The SiriusXM All-Star Futures Game annually showcases many of the best prospects and best tools in the Minor Leagues. Last year in San Diego, Alex Bregman demonstrated his prowess at the plate with three hits, Yoan Moncada and Eloy Jimenez showed off their power with 400-plus-foot homers, Manuel Margot reached over the fence to rob Carson Kelly of a homer and Alex Reyes delivered triple-digit fastballs.
We're in for a similar treat at this year's Futures Game, which will be played at Marlins Park at 4 p.m. ET on Sunday and broadcast live on MLB Network. Twenty-seven of MLBPipeline.com's Top 100 Prospects will take the field, and these are the loudest tools that will be flaunted by each squad.
:: 2017 Futures Game coverage ::
U.S.: Nick Senzel, 3B, Reds
Senzel went No. 2 overall in the 2016 Draft because he was the purest college hitter available, and he has lived up to that reputation by batting .305 in his first 144 pro games while reaching Double-A 12 months after he signed.
World: Francisco Mejia, C, Indians
A year after establishing a modern Minor League record with a 50-game hitting streak, Mejia tops the Double-A Eastern League with a .338 batting average.
U.S.: Rhys Hoskins, 1B, Phillies
Hoskins is tied for fourth place in the Minors with 20 homers this year after finishing second with 38 a year ago, pairing his considerable pop with an advanced approach at the plate.
World: Rafael Devers, 3B, Red Sox
The youngest regular in the Eastern League at age 20, Devers already has established a career high for homers with 18 this season.
U.S.: Lewis Brinson, OF, Brewers
Brinson's plus speed is just part of a package of what might be the best all-around tools in the Minors, as he also has plenty of raw power, impressive range and a strong arm.
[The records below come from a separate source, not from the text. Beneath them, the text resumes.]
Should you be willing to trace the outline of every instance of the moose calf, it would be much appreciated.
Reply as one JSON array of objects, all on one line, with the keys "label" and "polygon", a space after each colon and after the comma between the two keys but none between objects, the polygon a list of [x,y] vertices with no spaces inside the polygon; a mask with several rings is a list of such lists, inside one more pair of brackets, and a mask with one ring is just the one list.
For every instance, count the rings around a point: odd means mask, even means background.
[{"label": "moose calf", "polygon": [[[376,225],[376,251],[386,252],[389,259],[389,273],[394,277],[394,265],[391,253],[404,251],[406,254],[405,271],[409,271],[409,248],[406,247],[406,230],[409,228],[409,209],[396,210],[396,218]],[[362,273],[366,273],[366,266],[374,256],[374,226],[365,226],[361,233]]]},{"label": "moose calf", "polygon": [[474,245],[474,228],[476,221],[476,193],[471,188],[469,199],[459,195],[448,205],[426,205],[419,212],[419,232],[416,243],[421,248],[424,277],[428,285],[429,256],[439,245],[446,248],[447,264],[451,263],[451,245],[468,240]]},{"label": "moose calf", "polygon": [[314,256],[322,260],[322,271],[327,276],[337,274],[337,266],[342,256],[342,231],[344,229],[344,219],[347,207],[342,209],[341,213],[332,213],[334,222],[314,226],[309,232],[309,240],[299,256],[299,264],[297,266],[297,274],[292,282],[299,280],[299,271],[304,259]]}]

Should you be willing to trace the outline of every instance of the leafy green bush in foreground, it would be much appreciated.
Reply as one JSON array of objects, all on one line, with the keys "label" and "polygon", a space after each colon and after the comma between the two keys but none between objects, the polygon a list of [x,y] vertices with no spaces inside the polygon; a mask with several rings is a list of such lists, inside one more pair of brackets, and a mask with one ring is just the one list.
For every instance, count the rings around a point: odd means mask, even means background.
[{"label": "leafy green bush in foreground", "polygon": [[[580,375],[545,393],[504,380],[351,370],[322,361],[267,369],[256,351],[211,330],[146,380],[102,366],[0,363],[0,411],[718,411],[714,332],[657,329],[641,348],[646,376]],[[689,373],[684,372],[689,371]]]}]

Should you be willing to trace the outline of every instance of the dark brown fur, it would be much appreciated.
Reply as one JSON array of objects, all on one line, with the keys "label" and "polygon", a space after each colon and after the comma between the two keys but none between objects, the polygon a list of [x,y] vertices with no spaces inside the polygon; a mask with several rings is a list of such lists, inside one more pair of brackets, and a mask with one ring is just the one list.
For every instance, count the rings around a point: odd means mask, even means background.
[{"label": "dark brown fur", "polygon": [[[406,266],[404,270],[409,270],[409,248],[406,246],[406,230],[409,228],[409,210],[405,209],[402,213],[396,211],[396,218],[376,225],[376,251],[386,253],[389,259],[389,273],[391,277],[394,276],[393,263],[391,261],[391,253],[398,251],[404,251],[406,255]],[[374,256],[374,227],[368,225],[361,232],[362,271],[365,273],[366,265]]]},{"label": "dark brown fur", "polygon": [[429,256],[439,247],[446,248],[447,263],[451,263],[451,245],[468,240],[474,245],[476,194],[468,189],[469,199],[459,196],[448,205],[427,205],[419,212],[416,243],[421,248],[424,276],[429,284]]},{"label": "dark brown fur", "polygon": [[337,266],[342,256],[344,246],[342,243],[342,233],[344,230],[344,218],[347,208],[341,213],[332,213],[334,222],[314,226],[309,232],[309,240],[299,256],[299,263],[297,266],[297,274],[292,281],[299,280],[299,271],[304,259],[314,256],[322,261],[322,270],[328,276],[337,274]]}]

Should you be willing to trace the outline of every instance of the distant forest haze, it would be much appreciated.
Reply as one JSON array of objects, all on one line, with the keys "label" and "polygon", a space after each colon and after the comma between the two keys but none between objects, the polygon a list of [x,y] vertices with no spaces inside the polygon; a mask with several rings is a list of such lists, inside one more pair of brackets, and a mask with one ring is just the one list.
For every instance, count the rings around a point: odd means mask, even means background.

World: Lucius Fox, SS, Rays
Signed out of the Bahamas for a record $6 million by the Giants in 2015 and included in the Matt Moore trade a year later, Fox has well above-average speed and leads the low Class A Midwest League with 25 steals.
Brinson covers plenty of ground in center field and has a good enough arm to play right field if needed.
World: Amed Rosario, SS, Mets
Rosario is a potential Gold Glove shortstop with the range and arm to make highlight plays, giving him the edge here over Nationals center fielder Victor Robles.
U.S.: Brian Anderson, 3B, Marlins
Drafted as a second baseman, Anderson moved to the hot corner midway through his 2014 pro debut and has the plus arm to make all the throws required there.
Though Mejia earns 70 and 80 grades on the 20-80 scouting scale for his sheer arm strength, it has yet to translate into high caught-stealing rates in the Minors (29.3 percent this year).
U.S.: Michael Kopech, RHP, White Sox
Kopech has Noah Syndergaard stuff if not the same control, starting with a fastball that reportedly hit 105 mph last July and routinely operates at 96-98 and tops out at 100 or higher.
World: Thyago Vieira, RHP, Mariners
Vieira opened eyes by reaching 103 mph in the Arizona Fall League last offseason and consistently fires 97-100 mph heat coming out of the bullpen.
U.S.: Triston McKenzie, RHP, Indians
Still just a teenager, McKenzie has precocious feel for spin that translates into a wicked curveball -- a major reason why he ranks second in the Minors in strikeouts (115 in 89 2/3 innings).
World: Mike Soroka, RHP, Braves
Soroka has had no difficulty skipping a level to Double-A at age 19 because he has feel for three quality pitches, the best of which may be his plus curve.
U.S.: A.J. Puk, LHP, Athletics
In his first full pro season, Puk has reached Double-A and paces the Minors in strikeout rate (13.3 per nine innings), registering many of those whiffs with an upper-80s slider with nasty bite.
World: Yadier Alvarez, RHP, Dodgers
Alvarez has taken his lumps in high Class A this year but still has the best arsenal on the World team and one of the best in the Minors, headlined by a mid-90s fastball and a mid-80s slider than can be unhittable when it's on.
U.S.: Jack Flaherty, RHP, Cardinals
Flaherty's trademark pitch is his changeup, which grades as well above-average at times and has helped fuel his breakout 2017 season.
World: Cal Quantrill, RHP, Padres
Quantrill has the best changeup in the 2016 Draft, one of the reasons San Diego selected him eighth overall even though he sat out the entire spring at Stanford while recovering from Tommy John surgery.
The athleticism that also made Flaherty an intriguing third-base prospect as an amateur helps him repeat his delivery and pound the strike zone.
World: Jaime Barria, RHP, Angels
He may not have a true plus pitch, but Barria's stuff plays up because he locates it well, averaging 1.5 walks per nine innings in five pro seasons.